After putting the Army ahead of his family for years, David R. Cooney left the military in hopes of providing a stable home life for his autistic 12-year-old son and 14-year-old daughter.
The North Tonawanda veteran's decision has proved costly.
With good-paying jobs scarce, the Purple Heart recipient said he is now financially ruined. The home he still owns outside the Army's Fort Drum in New York's North Country is in foreclosure, and the 2008 Chevy Suburban he used to drive has been repossessed.
"I submitted 200 job applications after I got back home and just recently got a job driving a truck as my unemployment was about to run out," the 37-year-old former staff sergeant said.
Instead of rejoicing over his employment, he says the job barely pays above minimum wage.
His story does not bode well for the estimated 40,000 members of the military from New York State who are expected to return as civilians in the next 36 months.
"As a general rule, the veteran unemployment rate we are seeing in the 20- to 24-year age range is about double the national average" of 8.5 percent, said Patrick W. Welch, a local veterans advocate who runs Daemen College's center that assists veterans and their families.
The U.S. Department of Veterans Affairs conducted a heavily promoted career fair and exposition last Wednesday in the nation's capital.
Veterans Affairs Secretary Eric K. Shinseki showed up and talked up the "VA for Vets" event, which included 6,400 public and private employers.
But for Cooney, talk is cheap.
When the twice-divorced, single father left the Army in November 2010 because he feared a sixth overseas deployment and had no one suitable to watch his children, he said he never expected that the government would play a role in his financial problems.
The first blow, he said, came when the Army tried to deny him about $40,000 in separation pay for his nearly 14 years of service, which included four deployments to Iraq and one to Kosovo. He was wounded in 2004 in Iraq.

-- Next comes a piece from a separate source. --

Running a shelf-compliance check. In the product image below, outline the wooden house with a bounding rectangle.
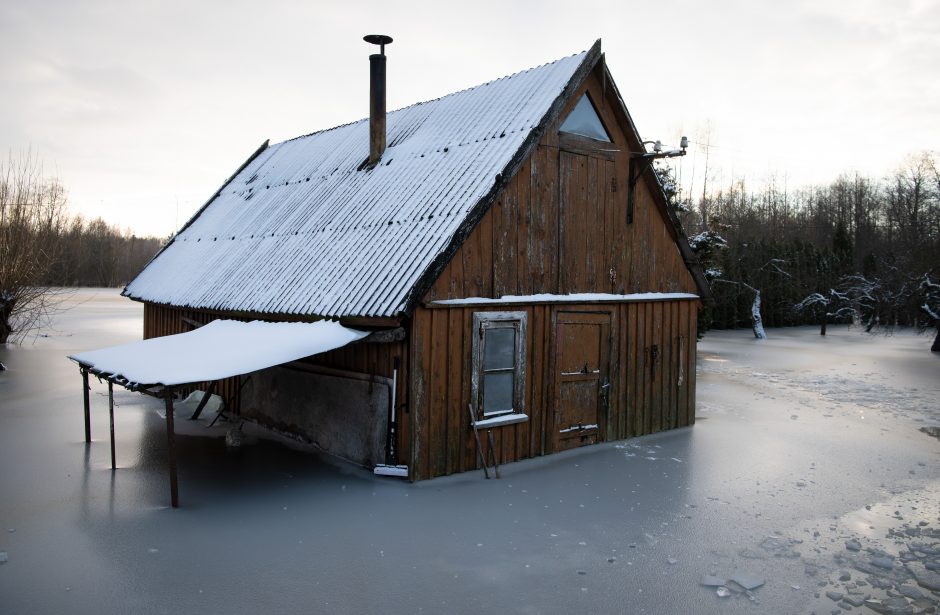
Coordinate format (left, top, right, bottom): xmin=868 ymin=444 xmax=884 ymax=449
xmin=124 ymin=39 xmax=708 ymax=480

He ended up receiving $27,000, but after federal and state taxes were deducted, the amount shrank to $14,000.
Cooney took it in stride, knowing he would qualify for a VA disability pension for his combat-related injuries to his left eye and face from an improvised explosive device, plus post-traumatic stress, and a laundry list of noncombat injuries.
The VA rated him 80 percent disabled and granted him a $1,400-a-month pension. Desperate for money after a year of waiting, he welcomed the good news last November.
Then the VA told him he would have to repay his separation money from the Army before getting the disability pension. So his entire pension has been garnisheed until the $27,000 is repaid.
"When I got my separation pay, that was for my time that I served in the Army. Then the VA says I have to pay that back. But my VA disability pension is for medical reasons. It has nothing to do with my separation pay," said Cooney, who is living with his kids in the home of his girlfriend on Stenzil Street in North Tonawanda.
The VA, he said, told him he will not begin receiving his pension checks until August.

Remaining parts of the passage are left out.